No airtight way that I know of, but if you use the Pool.imap_unordered() function instead of map_async, you can intercept the elements that are processed.

import multiprocessing
import time

process_count = 4

def mytask(num):
    print('Started task, sleeping %s' % num)
    time.sleep(num)
    # Actually, you should return the job you've created here.
    return num

pool = multiprocess.Pool(process_count)
jobs  = []
items = [1,2,3,4,5,3,2,3,4,5,2,3,2,3,4,5,6,4]
job_count = 0
for job in pool.imap_unordered(mytask, items):
    jobs.append(job)
    job_count += 1

    incomplete = len(items) - job_count
    unsubmitted = max(0, incomplete - process_count)

    print "Jobs incomplete: %s. Unsubmitted: %s" % incomplete, unsubmitted

pool.close()

I'm subtracting process_count, because you can pretty much assume that all processes will be processing with one of two exceptions: 1) if you use an iterator, there may not be further items left to consume and process, and 2) You may have fewer than 4 items left. I didn't code in for the first exception. But it should be pretty easy to do so if you need to.
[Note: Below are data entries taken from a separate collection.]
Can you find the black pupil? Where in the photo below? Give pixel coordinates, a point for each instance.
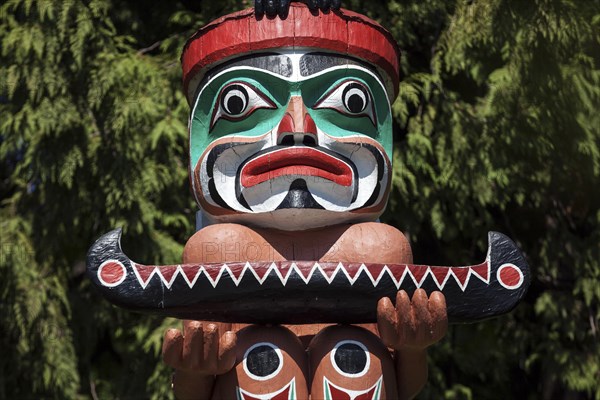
(235, 103)
(354, 102)
(262, 361)
(350, 358)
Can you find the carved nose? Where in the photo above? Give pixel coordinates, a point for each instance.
(297, 126)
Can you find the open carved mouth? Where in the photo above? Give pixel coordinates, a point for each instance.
(288, 392)
(302, 161)
(334, 392)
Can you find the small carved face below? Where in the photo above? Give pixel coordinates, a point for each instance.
(350, 363)
(271, 365)
(293, 140)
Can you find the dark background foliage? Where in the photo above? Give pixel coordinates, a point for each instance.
(497, 127)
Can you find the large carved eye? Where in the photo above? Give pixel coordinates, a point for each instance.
(350, 358)
(350, 98)
(237, 100)
(263, 361)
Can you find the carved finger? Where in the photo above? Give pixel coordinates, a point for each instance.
(403, 316)
(259, 8)
(325, 4)
(284, 6)
(193, 343)
(270, 8)
(226, 352)
(439, 316)
(387, 322)
(312, 4)
(172, 348)
(211, 348)
(423, 323)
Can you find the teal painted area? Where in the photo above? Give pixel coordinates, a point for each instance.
(255, 124)
(338, 124)
(279, 90)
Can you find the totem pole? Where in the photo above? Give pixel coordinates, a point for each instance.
(290, 140)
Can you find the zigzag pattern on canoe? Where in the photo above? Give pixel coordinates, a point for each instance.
(306, 270)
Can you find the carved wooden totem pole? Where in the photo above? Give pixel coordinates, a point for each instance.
(290, 163)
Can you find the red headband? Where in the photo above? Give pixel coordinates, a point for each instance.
(240, 33)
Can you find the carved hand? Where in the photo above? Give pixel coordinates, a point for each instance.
(200, 349)
(415, 325)
(281, 7)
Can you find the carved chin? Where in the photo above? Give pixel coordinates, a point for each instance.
(262, 185)
(334, 392)
(288, 392)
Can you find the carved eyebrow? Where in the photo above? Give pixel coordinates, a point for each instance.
(311, 63)
(279, 64)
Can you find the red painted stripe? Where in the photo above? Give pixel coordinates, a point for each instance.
(191, 271)
(461, 273)
(418, 271)
(481, 270)
(168, 271)
(304, 161)
(342, 32)
(440, 274)
(145, 271)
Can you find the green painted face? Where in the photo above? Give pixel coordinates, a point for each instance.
(327, 115)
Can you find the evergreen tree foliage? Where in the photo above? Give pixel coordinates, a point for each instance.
(497, 128)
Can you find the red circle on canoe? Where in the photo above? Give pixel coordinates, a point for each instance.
(510, 276)
(111, 273)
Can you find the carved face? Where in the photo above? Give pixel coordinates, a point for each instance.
(271, 365)
(294, 140)
(350, 363)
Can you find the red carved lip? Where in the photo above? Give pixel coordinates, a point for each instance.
(306, 161)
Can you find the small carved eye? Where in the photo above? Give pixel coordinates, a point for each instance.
(263, 361)
(351, 98)
(237, 100)
(350, 358)
(355, 98)
(234, 99)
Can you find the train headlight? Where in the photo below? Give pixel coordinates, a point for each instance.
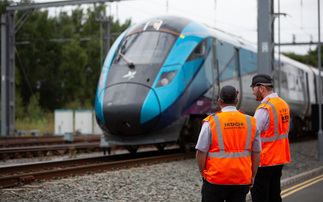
(166, 78)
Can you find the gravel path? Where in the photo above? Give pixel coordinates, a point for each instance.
(173, 181)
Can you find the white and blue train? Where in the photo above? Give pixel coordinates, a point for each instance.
(161, 77)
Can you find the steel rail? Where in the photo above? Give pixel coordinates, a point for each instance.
(74, 169)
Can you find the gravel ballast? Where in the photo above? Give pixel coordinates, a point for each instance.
(172, 181)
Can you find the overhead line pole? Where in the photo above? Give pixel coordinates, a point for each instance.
(320, 135)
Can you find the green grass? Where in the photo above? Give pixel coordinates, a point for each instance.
(45, 125)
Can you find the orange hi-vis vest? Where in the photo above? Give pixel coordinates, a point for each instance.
(274, 141)
(229, 157)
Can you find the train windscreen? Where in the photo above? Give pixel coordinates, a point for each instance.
(145, 48)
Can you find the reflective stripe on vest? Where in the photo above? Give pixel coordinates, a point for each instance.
(221, 153)
(276, 136)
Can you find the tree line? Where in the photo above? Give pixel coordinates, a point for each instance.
(58, 59)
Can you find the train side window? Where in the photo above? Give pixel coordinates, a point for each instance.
(284, 80)
(199, 51)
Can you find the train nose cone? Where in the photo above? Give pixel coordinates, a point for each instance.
(123, 109)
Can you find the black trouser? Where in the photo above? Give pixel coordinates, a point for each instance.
(230, 193)
(267, 184)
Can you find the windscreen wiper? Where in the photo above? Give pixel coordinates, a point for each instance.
(127, 60)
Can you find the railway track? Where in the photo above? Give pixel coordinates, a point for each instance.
(6, 142)
(14, 175)
(48, 150)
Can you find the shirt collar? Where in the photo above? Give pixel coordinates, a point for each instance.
(272, 95)
(229, 108)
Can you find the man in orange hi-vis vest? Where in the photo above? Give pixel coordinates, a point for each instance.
(272, 118)
(228, 151)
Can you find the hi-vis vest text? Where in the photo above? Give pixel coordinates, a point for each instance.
(274, 141)
(229, 157)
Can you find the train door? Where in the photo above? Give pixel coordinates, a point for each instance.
(228, 65)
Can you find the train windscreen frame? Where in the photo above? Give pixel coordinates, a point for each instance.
(137, 49)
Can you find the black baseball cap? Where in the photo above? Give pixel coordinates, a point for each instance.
(228, 93)
(262, 79)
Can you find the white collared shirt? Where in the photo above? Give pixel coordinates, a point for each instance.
(205, 137)
(262, 114)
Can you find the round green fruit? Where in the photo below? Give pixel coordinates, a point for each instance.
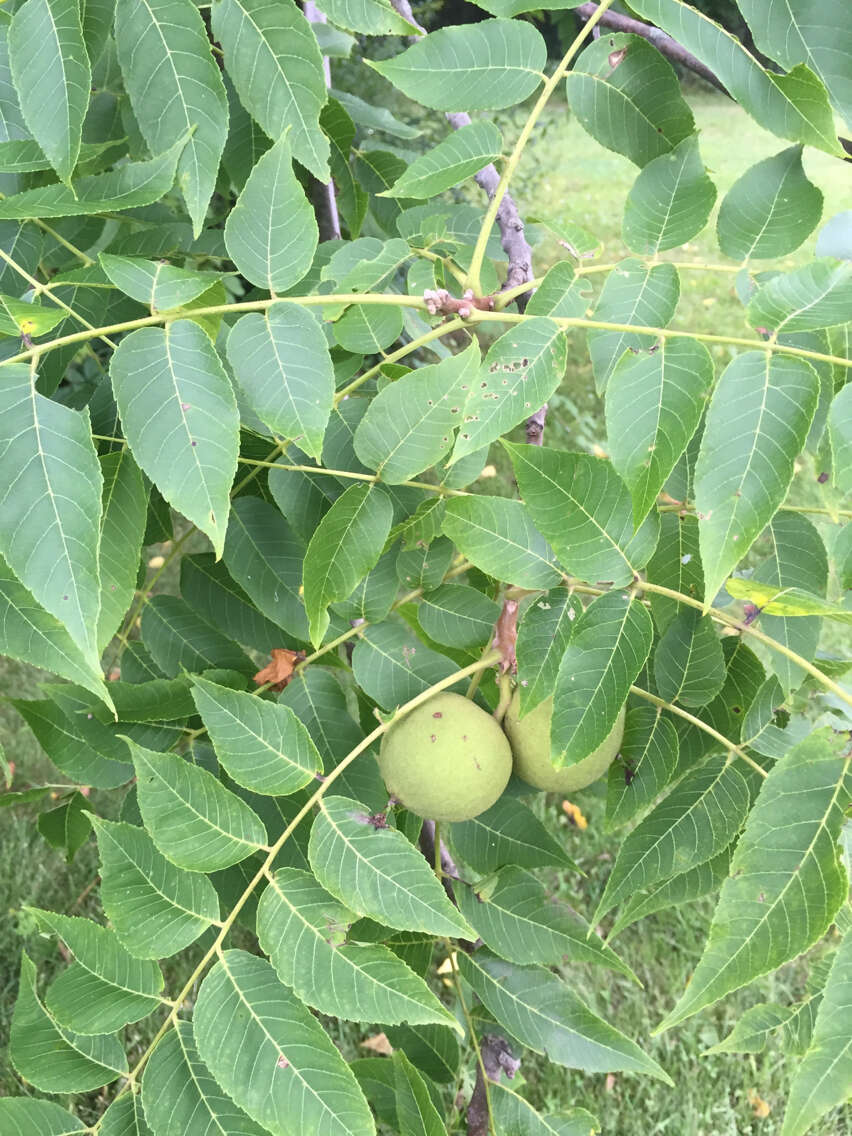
(447, 760)
(531, 748)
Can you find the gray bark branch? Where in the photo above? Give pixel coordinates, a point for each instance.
(663, 42)
(324, 195)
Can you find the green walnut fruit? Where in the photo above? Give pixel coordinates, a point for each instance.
(447, 760)
(531, 748)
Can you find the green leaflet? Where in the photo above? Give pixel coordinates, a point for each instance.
(751, 1032)
(757, 423)
(798, 560)
(372, 17)
(783, 893)
(105, 988)
(392, 666)
(840, 432)
(273, 58)
(669, 201)
(610, 644)
(159, 286)
(345, 545)
(700, 818)
(690, 885)
(272, 233)
(544, 1013)
(170, 389)
(178, 640)
(499, 537)
(648, 762)
(52, 1059)
(456, 158)
(134, 184)
(472, 67)
(262, 745)
(821, 1080)
(634, 107)
(688, 662)
(178, 905)
(21, 318)
(52, 76)
(516, 919)
(543, 636)
(416, 1111)
(123, 527)
(633, 293)
(270, 1054)
(178, 1094)
(824, 43)
(654, 401)
(375, 871)
(49, 526)
(175, 86)
(508, 833)
(281, 361)
(192, 818)
(409, 425)
(816, 295)
(458, 616)
(22, 1113)
(265, 557)
(303, 929)
(770, 209)
(583, 508)
(30, 633)
(520, 372)
(792, 106)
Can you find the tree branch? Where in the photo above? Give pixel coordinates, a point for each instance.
(324, 194)
(495, 1055)
(663, 42)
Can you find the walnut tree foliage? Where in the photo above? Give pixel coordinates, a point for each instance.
(236, 326)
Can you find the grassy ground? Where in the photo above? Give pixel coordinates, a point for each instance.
(569, 177)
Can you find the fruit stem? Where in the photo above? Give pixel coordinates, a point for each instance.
(506, 696)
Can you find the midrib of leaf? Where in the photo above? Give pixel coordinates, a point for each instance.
(607, 668)
(190, 147)
(370, 867)
(151, 884)
(625, 98)
(332, 560)
(193, 450)
(807, 307)
(188, 804)
(234, 518)
(359, 971)
(282, 368)
(297, 1072)
(523, 548)
(73, 586)
(779, 901)
(752, 449)
(762, 228)
(61, 65)
(267, 745)
(585, 512)
(195, 1082)
(536, 1011)
(109, 982)
(278, 68)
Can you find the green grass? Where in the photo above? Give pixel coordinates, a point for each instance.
(566, 175)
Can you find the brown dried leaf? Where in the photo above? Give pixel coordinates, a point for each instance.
(281, 669)
(377, 1043)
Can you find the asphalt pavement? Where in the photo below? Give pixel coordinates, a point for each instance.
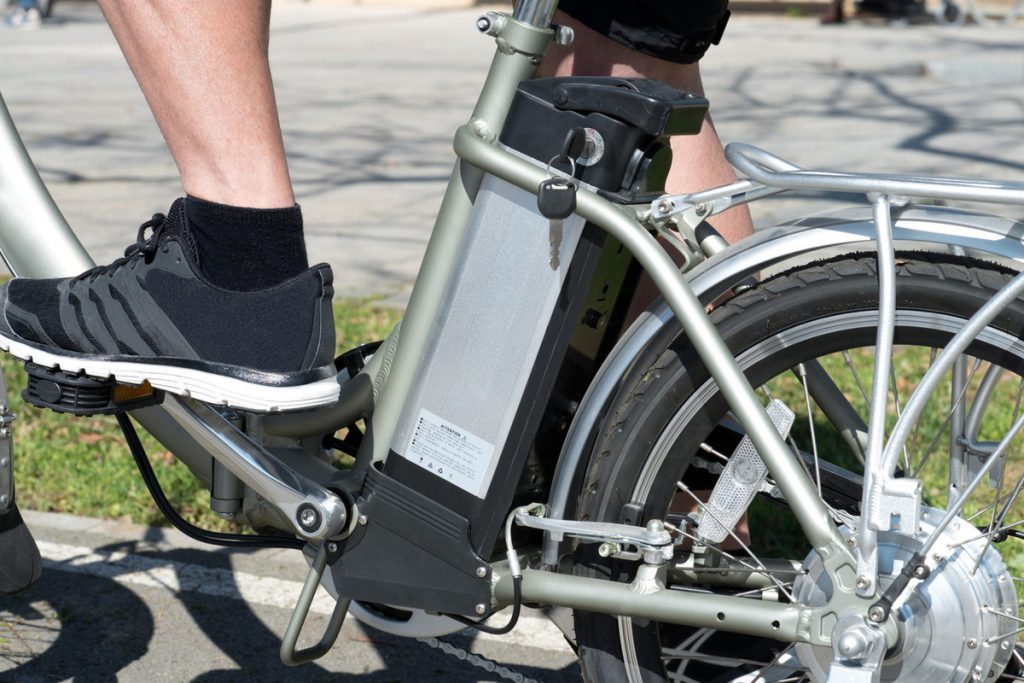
(370, 97)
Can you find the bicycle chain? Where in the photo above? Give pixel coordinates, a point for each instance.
(477, 660)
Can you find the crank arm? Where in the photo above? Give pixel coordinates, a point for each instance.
(314, 512)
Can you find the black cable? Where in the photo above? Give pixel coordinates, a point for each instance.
(516, 603)
(193, 531)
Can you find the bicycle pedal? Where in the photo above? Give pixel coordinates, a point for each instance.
(78, 394)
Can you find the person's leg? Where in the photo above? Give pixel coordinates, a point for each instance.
(204, 69)
(216, 299)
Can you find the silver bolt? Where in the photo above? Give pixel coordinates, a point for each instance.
(655, 525)
(564, 35)
(852, 645)
(307, 517)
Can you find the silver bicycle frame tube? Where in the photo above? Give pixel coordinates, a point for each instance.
(788, 473)
(508, 69)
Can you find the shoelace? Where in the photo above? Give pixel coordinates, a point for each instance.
(144, 247)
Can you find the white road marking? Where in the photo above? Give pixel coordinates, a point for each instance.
(532, 631)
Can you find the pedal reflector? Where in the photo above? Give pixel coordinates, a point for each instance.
(739, 481)
(83, 395)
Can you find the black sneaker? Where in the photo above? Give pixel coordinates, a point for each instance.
(152, 316)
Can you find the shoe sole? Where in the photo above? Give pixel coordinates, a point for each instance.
(188, 382)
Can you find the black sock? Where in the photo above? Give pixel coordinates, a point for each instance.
(247, 249)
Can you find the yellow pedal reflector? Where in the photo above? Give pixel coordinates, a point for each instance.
(124, 393)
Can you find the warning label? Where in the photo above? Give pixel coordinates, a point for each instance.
(451, 453)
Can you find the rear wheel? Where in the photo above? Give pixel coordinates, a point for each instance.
(670, 430)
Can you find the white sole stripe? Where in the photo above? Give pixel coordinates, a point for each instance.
(187, 382)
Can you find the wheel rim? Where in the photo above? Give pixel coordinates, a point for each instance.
(778, 660)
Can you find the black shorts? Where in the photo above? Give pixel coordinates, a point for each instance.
(679, 31)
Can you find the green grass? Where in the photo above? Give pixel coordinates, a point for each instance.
(82, 466)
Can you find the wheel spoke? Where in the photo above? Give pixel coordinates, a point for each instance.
(802, 372)
(945, 423)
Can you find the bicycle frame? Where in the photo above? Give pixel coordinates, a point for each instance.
(35, 241)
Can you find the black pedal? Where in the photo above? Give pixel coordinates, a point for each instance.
(83, 395)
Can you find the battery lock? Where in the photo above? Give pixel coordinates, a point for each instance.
(623, 125)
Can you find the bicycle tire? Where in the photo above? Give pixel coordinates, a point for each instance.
(650, 435)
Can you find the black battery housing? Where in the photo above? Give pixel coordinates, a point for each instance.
(625, 121)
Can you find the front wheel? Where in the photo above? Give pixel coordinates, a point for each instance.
(669, 433)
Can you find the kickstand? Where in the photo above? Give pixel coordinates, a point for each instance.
(289, 654)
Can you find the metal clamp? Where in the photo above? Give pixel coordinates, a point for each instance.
(654, 541)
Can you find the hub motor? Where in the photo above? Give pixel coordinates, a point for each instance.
(957, 625)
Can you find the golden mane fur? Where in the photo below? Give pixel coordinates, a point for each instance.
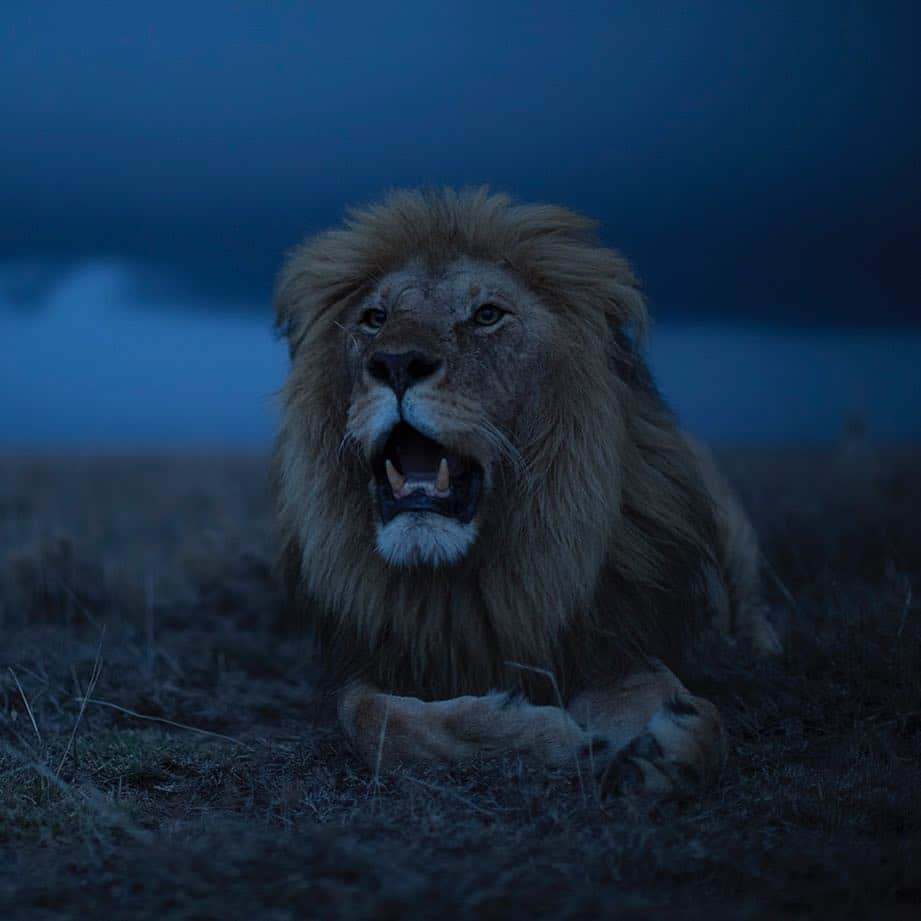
(606, 551)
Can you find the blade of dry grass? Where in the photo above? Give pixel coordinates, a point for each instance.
(164, 721)
(25, 700)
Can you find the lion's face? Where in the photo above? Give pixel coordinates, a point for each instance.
(443, 368)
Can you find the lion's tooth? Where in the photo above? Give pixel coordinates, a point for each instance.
(396, 478)
(443, 481)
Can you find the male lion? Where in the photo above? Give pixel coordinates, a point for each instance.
(504, 540)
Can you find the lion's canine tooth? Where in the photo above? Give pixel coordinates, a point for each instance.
(443, 482)
(396, 478)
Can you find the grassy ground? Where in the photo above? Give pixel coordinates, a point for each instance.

Anyway, your example uses a list so you shouldn't have that problem.

Edit: I also realized you're using a While loop, which makes it look like you're trying to update something periodically, say, every half second or something. The code I gave as an example will not do it that way. I'm not sure if that's a problem.


You can check the number of pending jobs by seeing Pool._cache attribute assuming that you are using apply_async. This is where ApplyResult is stored until they are available and equals to the number of ApplyResults pending.

import multiprocessing as mp
import random
import time


def job():
    time.sleep(random.randint(1,10))
    print("job finished")

if __name__ == '__main__':
    pool = mp.Pool(5)
    for _ in range(10):
        pool.apply_async(job)

    while pool._cache:
        print("number of jobs pending: ", len(pool._cache))
        time.sleep(2)

    pool.close()
    pool.join()

Looks like jobs._number_left is what you want. _ indicates that it is an internal value that may change at the whim of the developers, but it seems to be the only way to get that info.